Una plaza de lo mercantil de Las Palmas de Gran Canaria ha denegado a una vecina de la Isla incursa en un proceso de concurso de acreedores la exoneración del pasivo insatisfecho (el perdón de su deuda), al entender que, de acuerdo con la legislación vigente y los últimos criterios jurisprudenciales del Tribunal Supremo (las sentencias de la Sala Primera del pasado 18 de febrero) no concurren los requisitos necesarios para acceder al beneficio de segunda oportunidad mediante un plan de pagos.
La resolución, dictada por el magistrado titular de la Plaza número 2 de la Sección Mercantil del Tribunal de Instancia de Las Palmas de Gran Canaria, recuerda que la exoneración del pasivo insatisfecho exige que el deudor sea «deudor de buena fe» y que el tribunal realice un control de oficio sobre el cumplimiento de los presupuestos legales, incluso aunque no exista oposición de los acreedores o de la administración concursal.
En este caso, el magistrado José Ramón García Aragón subraya que esa verificación debe abarcar no solo la situación patrimonial del solicitante, sino también el origen, fecha, finalidad y evolución de las deudas, con el fin de comprobar si el endeudamiento fue diligente o, por el contrario, «negligente» o «temerario».
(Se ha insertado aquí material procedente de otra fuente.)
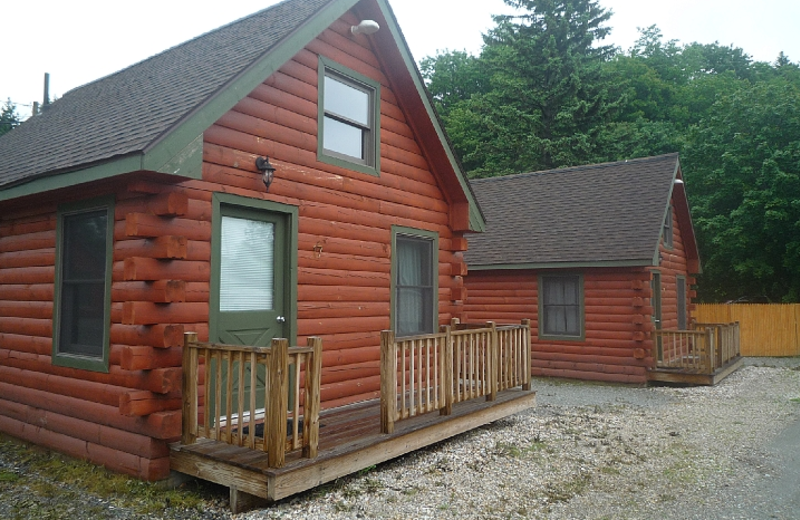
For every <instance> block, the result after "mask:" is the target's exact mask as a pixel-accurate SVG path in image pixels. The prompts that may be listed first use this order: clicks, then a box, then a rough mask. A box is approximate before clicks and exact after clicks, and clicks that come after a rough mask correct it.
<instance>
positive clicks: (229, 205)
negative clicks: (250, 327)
mask: <svg viewBox="0 0 800 520" xmlns="http://www.w3.org/2000/svg"><path fill="white" fill-rule="evenodd" d="M223 206H226V207H233V208H243V209H249V210H256V211H265V212H270V213H273V214H275V215H279V216H282V217H283V225H284V227H285V229H286V240H285V242H286V244H285V251H284V255H283V259H282V260H283V265H284V291H283V292H284V294H283V302H282V303H283V309H284V314H285V317H286V321H285V323H284V330H285V331H286V337H287V339H288V340H289V343H290V345H295V344H297V257H298V241H297V233H298V222H299V209H298V208H297V206H290V205H288V204H281V203H278V202H272V201H267V200H261V199H253V198H249V197H242V196H238V195H230V194H227V193H214V195H213V197H212V207H213V213H212V221H211V230H212V231H211V273H212V274H211V285H210V293H209V316H208V327H209V336H210V337H211V338H216V337H217V336H218V334H219V332H220V330H219V325H220V324H219V320H220V316H219V298H220V277H219V276H218V274H217V273H218V272H219V266H220V262H221V259H220V237H221V232H222V214H223Z"/></svg>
El auto recoge que, tras el análisis efectuado, no consta que la concursada haya sido condenada penalmente ni sancionada administrativamente en los términos previstos en la ley, ni que el concurso haya sido calificado como culpable. Sin embargo, aprecia que la solicitante no aportó una explicación suficiente sobre elementos esenciales del endeudamiento, pese a haber sido requerida para ello, como «la fecha», «la finalidad» y «el destino» de los créditos, así como otros datos necesarios para reconstruir «una hoja de ruta o mapa de las deudas».
La resolución, de las primeras en las Islas en aplicar la reciente doctrina del Supremo, considera que esa falta de información impide verificar correctamente el cumplimiento de los requisitos legales y supone un incumplimiento de los deberes de colaboración e información exigibles en este tipo de procedimientos. En consecuencia, concluye que concurre la causa de exclusión prevista en el artículo 487.1.5 y 6 del texto refundido de la Ley Concursal, por lo que procede denegar la exoneración solicitada.
El auto añade que, pese a la conformidad de la administración concursal y la ausencia de oposición de los acreedores, la concesión del beneficio no puede acordarse si no queda acreditado el cumplimiento íntegro de los requisitos legales.